Xenia Fedorova, ancienne dirigeante de la chaîne d'information russe RT France et aujourd'hui chroniqueuse sur CNews, Europe 1 et dans les colonnes du Journal du dimanche, fait l'objet d'un arrêté ministériel d'expulsion pris par le gouvernement français. L'exécutif lui reproche de porter atteinte aux intérêts fondamentaux de l'État en servant de « relais » aux campagnes de désinformation du Kremlin. La décision, notifiée à l'intéressée ce mercredi 29 juillet, suscite une vive polémique politique et médiatique.

L'avocat de Xenia Fedorova a annoncé que sa cliente allait « immédiatement former un recours » contre cet arrêté d'expulsion. La chroniqueuse d'origine russe, naturalisée française, conteste les accusations et dénonce une atteinte au pluralisme de la part de l'État. Ses soutiens, issus de divers horizons politiques, y voient une mesure liberticide visant à faire taire une voix dissonante dans le paysage médiatique français.
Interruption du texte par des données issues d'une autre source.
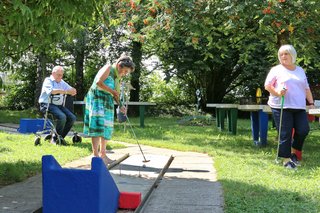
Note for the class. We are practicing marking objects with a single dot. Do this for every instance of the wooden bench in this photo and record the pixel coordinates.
(142, 106)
Dans son arrêté, le ministère de l'Intérieur estime que les prises de position de Xenia Fedorova, systématiquement alignées sur le narratif du Kremlin depuis le début de la guerre en Ukraine, constituent un danger pour l'ordre public et les relations internationales de la France. L'ancienne présidente de RT France est accusée de diffuser une propagande prorusse qui justifie l'agression militaire russe et discrédite les démocraties occidentales. Ses interventions régulières sur les antennes du groupe Bolloré sont pointées du doigt comme des vecteurs de désinformation.

Les réactions politiques ne se sont pas fait attendre. Thomas Ménagé, porte-parole du Rassemblement national, a déclaré sur franceinfo ne pas « partager les positions » de la chroniqueuse, tout en appelant à « se protéger des différentes ingérences ». De son côté, l'extrême droite comme certains membres de la gauche ont exprimé leur opposition à cette expulsion, craignant un précédent liberticide. Des personnalités issues du monde des médias et de la culture ont également pris la parole pour défendre le droit d'expression de Fedorova, même si ses idées sont contestées.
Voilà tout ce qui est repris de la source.